Wednesday, November 24, 2021

Quiet Moments - nature walking

 

 . . . because little hands teach us big things.

 

 . . . because the sound of water is worth listening to.

 







 . . . because walking with nature is stepping into the Master's creation.

 

I often get a bit wordy and ramble on, so these quiet moments posts will be a mere whisper of pauses where silence speaks louder than words and the camera captures the beauty of life.  These moments were inspired by a blogger I've truly found as a kindred spirit (a virtual mentor).  I now have a handful of these special mentors over the years of blogging. She's shown me that what I was already doing with my family was beautiful and to slow down and capture it.

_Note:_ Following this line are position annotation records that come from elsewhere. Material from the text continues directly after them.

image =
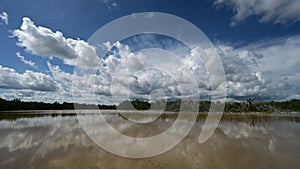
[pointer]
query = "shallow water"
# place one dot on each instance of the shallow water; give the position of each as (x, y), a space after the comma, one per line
(240, 141)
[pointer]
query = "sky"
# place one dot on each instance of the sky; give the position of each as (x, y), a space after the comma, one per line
(46, 55)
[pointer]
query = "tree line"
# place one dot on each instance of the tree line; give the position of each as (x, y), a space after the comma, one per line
(248, 105)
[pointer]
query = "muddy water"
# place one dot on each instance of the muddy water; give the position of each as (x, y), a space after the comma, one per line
(241, 141)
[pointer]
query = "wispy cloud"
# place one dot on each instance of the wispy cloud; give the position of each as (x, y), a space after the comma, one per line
(269, 11)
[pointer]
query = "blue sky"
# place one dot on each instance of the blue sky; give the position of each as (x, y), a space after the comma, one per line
(258, 42)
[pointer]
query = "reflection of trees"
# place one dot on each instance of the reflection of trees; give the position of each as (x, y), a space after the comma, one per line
(249, 105)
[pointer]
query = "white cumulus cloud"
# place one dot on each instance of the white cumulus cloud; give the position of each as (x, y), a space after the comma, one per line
(43, 41)
(27, 62)
(4, 17)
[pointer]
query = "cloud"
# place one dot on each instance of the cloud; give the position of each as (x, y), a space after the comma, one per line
(43, 41)
(4, 17)
(27, 62)
(274, 11)
(110, 4)
(10, 79)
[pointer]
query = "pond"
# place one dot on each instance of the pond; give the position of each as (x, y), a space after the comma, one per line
(57, 141)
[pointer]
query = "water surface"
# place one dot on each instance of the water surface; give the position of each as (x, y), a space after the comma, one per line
(58, 142)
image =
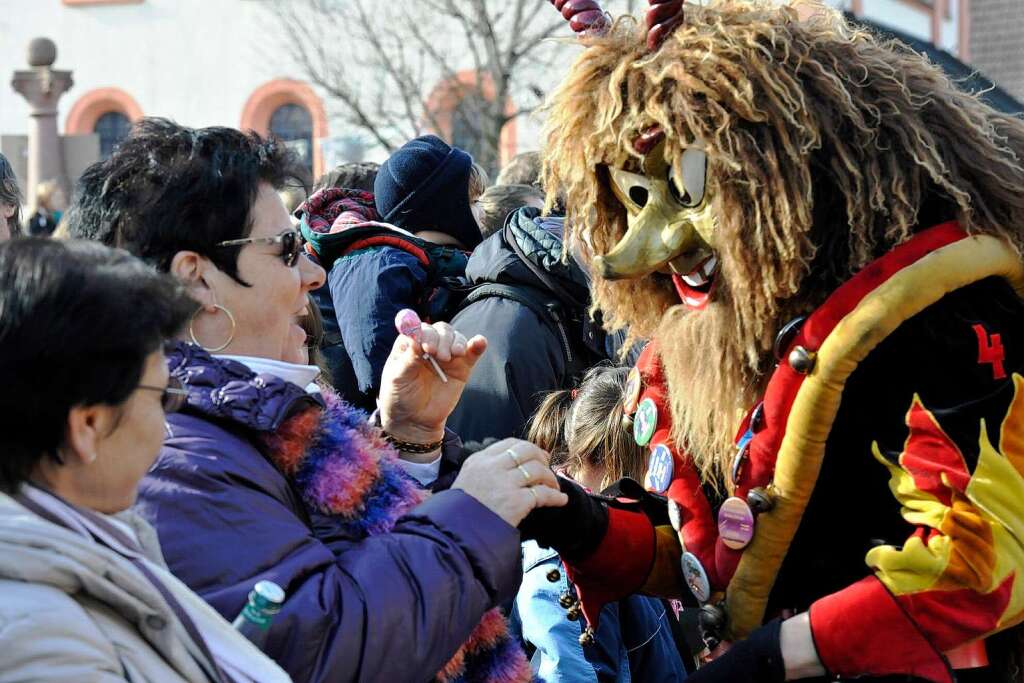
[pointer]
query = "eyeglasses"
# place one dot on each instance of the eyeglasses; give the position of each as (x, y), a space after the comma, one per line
(172, 397)
(291, 245)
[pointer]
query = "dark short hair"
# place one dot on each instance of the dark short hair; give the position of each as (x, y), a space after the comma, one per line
(354, 175)
(499, 201)
(169, 188)
(77, 323)
(10, 194)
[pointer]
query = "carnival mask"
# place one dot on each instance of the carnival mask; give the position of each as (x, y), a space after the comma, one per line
(671, 225)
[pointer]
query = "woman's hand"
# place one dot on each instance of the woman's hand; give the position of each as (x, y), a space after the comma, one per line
(511, 478)
(414, 401)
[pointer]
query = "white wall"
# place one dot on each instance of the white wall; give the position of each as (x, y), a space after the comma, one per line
(194, 60)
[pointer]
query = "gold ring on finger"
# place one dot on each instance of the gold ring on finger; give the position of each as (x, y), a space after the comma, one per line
(515, 459)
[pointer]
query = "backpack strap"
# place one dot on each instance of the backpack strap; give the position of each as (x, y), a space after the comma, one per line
(548, 308)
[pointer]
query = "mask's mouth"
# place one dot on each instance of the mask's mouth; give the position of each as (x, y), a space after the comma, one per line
(696, 285)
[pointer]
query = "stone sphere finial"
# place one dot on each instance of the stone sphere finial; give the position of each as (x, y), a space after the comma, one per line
(42, 52)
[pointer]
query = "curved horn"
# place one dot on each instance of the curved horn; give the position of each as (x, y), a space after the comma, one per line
(663, 17)
(583, 15)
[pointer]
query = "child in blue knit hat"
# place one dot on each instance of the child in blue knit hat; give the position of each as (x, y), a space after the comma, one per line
(426, 195)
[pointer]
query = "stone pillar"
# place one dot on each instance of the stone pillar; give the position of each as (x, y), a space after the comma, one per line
(42, 87)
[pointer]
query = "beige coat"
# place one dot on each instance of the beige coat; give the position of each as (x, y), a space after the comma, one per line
(74, 610)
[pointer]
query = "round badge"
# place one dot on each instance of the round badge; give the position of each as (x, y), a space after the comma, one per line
(658, 469)
(675, 514)
(737, 462)
(735, 523)
(645, 422)
(631, 394)
(696, 578)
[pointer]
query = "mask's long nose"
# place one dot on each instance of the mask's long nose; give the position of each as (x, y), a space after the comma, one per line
(651, 241)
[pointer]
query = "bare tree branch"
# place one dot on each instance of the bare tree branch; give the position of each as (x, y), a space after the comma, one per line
(392, 70)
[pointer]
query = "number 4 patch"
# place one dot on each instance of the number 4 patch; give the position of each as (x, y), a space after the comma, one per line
(990, 351)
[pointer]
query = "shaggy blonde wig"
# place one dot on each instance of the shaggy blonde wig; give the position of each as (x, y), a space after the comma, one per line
(826, 146)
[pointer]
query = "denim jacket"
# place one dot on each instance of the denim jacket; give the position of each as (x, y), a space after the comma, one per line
(633, 642)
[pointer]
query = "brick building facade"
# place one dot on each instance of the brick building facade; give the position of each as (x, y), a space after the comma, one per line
(997, 42)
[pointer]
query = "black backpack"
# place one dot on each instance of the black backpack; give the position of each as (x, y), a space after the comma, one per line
(445, 266)
(582, 339)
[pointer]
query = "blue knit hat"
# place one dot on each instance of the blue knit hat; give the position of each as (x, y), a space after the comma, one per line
(425, 186)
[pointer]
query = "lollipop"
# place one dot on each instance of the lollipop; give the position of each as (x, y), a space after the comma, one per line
(408, 323)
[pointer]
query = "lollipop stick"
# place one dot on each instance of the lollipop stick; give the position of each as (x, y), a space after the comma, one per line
(408, 323)
(437, 369)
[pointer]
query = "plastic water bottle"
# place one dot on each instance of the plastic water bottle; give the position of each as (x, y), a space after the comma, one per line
(254, 621)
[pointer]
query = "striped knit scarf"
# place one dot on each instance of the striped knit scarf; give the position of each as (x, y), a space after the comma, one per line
(344, 468)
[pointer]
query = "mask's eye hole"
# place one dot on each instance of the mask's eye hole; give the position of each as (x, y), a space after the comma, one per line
(632, 189)
(689, 189)
(639, 195)
(674, 185)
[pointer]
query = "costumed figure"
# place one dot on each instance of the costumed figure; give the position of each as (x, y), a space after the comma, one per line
(822, 236)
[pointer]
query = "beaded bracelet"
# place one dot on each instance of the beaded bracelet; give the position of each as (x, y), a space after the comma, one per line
(410, 446)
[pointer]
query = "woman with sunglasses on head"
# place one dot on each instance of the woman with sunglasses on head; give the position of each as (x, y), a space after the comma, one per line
(85, 593)
(262, 479)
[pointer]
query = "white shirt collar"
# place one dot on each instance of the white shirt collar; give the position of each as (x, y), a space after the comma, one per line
(302, 376)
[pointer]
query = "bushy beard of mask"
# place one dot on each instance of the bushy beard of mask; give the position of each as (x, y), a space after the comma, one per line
(716, 368)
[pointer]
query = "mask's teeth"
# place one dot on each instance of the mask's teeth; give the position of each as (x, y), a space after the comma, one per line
(695, 279)
(710, 266)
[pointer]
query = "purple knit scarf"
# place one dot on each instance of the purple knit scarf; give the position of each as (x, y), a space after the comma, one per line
(344, 468)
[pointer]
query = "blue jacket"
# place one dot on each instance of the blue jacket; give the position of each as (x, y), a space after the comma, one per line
(388, 607)
(633, 642)
(368, 289)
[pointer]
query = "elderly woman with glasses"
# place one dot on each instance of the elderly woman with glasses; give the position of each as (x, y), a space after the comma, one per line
(85, 593)
(265, 477)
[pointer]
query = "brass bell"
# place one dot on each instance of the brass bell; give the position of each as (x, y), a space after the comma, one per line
(802, 360)
(760, 500)
(786, 335)
(758, 418)
(712, 620)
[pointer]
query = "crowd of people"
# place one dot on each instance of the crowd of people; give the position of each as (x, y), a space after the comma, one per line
(241, 408)
(668, 410)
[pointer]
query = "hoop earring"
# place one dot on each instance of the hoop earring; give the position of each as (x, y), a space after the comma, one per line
(230, 337)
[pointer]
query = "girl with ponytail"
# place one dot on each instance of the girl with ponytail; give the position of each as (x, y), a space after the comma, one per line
(583, 431)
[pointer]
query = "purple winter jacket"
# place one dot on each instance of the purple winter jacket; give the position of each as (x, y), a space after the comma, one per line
(388, 607)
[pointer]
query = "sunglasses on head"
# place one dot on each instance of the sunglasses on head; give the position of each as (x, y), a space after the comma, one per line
(291, 245)
(172, 397)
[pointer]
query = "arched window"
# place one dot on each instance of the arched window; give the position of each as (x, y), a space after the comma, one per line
(294, 125)
(467, 125)
(112, 127)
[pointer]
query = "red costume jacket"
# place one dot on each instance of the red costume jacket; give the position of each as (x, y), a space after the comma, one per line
(887, 468)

Tuesday, November 23, 2021

Finding my way

 

The crisp air is finally making its way to our little mountain top.  The temperatures are dipping below freezing and the daytime is still warm enough to feel the rays of sunshine.  Each fall I feel an awakening of renewed strength and I find my way back to that part of me that I lose come each summer as the heat steals away my energy.

 

I take a deep breath and look around.  

 

My home is cluttered, my hands are wrinkling, and trees are bending in the wind outdoors and I can sometimes hear a branch snap.  My back hurts nearly every day now.  It bends like those trees at times and I wonder what will be that point where I feel the break like the branch on a tree.  Elevation issues cause pressures in my head and headaches often follow.  I move slower, I function slower.   I'm getting what I've always dreamed, but not in the ways I had thought.  I was feeling the busy take hold of life years ago and struggled to find slow, and now it has come in the form of painful twinges that force me to relinquish what the mind wants to accomplish against what the body can actually do.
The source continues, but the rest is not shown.